Andre Brown – MEM [PF,C]: A D-League star who finished last season with Seattle, Brown will add some frontcourt depth to the Grizzlies.

Tarence Kinsey – MEM [SG,SF]: Kinsey got an extended tryout after the All-Star Break last season and put up some points (11.1 points in 28 minutes per game). He’s too low on the Grizzlies’ depth chart at this point to be taken seriously, but he could have some time to shine if a starter gets injured.


* Mike Conley, Jr. – MEM [PG,SG]: Drafted fourth overall in June, Conley is the team’s point guard of the not-so-distant future. While critics may target his age (he’ll be 20 in October), he matured a lot during the Buckeyes’ run to the NCAA Championship game, playing much older than a freshman in the tournament. He plays in the unselfish style that makes Steve Nash an MVP for the Suns. Not to mention, a variation of Phoenix’s offense will be implemented in Memphis. While it may take him some time to adjust to the NBA and to the international-style offense, he could be a very good point guard by season’s end.

* Rudy Gay – MEM [SG]: Gay will look to build on an impressive rookie campaign (10.8 points, 4.4 boards, 1.3 assists) as his role expands in 2007-08. He’ll need to shoot better to stay on the court (42.2 percent in 2006-07), but the team still envisions him as a superstar of the future and will give him the minutes to develop.

Juan Carlos Navarro – MEM [PG,SG]: He’s a 27-year-old rookie who left Europe as one of the continent’s best players, drawing comparisons to Manu Ginobili. He’s a very good shooter and should see time at two, especially considering his extensive experience playing with Pau Gasol on the Spanish National Team.

Casey Jacobsen – MEM [SG,SF]: Jacobsen played three seasons in the NBA, but he has played the past two years in Europe. He’s perfect for the role of perimeter shooter off the bench and can play either the two or three.

Damon Stoudamire – MEM [PG]: Stoudamire is far and away the most experienced player on the Grizzlies with 13 NBA seasons under his belt. The young Grizzlies guards are breathing down his neck, and he clearly isn’t comfortable with his situation. He should get decent minutes, but Mike Conley, Jr. will start.

Why? Two huge factors are going against Stoudamire entering the season – the crowded Memphis backcourt and his age (34).

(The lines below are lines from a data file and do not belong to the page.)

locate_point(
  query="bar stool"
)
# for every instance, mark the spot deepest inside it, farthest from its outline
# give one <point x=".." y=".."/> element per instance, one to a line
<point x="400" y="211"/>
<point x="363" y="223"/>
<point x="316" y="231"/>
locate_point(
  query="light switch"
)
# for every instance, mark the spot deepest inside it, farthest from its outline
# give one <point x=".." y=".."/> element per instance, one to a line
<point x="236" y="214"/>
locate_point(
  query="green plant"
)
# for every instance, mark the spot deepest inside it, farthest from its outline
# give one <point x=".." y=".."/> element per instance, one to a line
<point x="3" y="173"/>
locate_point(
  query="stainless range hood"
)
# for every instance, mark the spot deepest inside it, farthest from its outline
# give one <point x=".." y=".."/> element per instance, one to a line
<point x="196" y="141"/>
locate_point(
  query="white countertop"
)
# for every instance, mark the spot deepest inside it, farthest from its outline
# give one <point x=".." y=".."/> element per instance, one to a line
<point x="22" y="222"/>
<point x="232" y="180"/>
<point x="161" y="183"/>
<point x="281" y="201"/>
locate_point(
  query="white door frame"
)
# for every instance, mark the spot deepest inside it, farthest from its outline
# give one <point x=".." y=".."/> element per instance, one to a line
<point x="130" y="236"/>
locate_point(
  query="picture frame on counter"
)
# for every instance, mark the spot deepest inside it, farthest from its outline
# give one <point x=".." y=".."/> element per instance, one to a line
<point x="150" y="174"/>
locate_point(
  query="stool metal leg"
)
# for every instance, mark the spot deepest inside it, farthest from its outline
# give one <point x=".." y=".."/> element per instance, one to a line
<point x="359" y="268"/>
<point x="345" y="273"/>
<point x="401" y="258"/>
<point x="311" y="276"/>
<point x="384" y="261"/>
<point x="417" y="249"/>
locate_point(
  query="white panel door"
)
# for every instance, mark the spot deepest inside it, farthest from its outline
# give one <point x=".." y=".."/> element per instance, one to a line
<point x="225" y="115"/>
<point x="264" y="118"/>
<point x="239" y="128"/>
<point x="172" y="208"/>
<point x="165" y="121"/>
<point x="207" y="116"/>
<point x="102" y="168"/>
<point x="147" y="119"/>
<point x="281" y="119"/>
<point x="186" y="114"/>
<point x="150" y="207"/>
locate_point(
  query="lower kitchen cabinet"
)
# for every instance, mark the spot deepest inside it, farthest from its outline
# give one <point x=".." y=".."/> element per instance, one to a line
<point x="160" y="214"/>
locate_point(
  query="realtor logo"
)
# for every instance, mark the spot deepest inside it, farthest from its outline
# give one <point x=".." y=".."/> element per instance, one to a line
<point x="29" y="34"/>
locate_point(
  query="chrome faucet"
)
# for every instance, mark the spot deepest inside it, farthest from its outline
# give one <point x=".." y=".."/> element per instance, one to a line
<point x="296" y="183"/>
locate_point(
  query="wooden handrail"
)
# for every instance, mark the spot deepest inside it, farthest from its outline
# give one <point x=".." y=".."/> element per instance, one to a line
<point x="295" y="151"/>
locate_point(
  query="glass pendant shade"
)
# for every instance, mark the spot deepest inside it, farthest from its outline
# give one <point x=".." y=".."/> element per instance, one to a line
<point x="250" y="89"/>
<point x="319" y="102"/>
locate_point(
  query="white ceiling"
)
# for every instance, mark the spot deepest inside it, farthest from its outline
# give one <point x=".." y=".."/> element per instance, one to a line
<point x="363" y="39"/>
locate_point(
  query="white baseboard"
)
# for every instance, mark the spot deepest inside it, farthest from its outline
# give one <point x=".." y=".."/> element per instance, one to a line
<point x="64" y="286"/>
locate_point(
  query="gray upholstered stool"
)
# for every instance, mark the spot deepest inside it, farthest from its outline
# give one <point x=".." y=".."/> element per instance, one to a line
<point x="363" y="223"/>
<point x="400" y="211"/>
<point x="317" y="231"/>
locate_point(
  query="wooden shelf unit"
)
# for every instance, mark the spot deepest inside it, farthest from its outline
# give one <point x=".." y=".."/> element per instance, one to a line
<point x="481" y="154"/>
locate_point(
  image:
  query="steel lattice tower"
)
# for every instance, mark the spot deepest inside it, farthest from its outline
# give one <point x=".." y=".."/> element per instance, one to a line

Kyle Lowry– MEM [PG,SG]: Lowry played in only 10 games his rookie season before breaking his wrist. Though Lowry did show some potential in his brief rookie campaign, the addition of Mike Conley, Jr. means he won’t see a whole lot of time on the court. He will still get some time in the rotation – more so if Damon Stoudamire is traded at some point.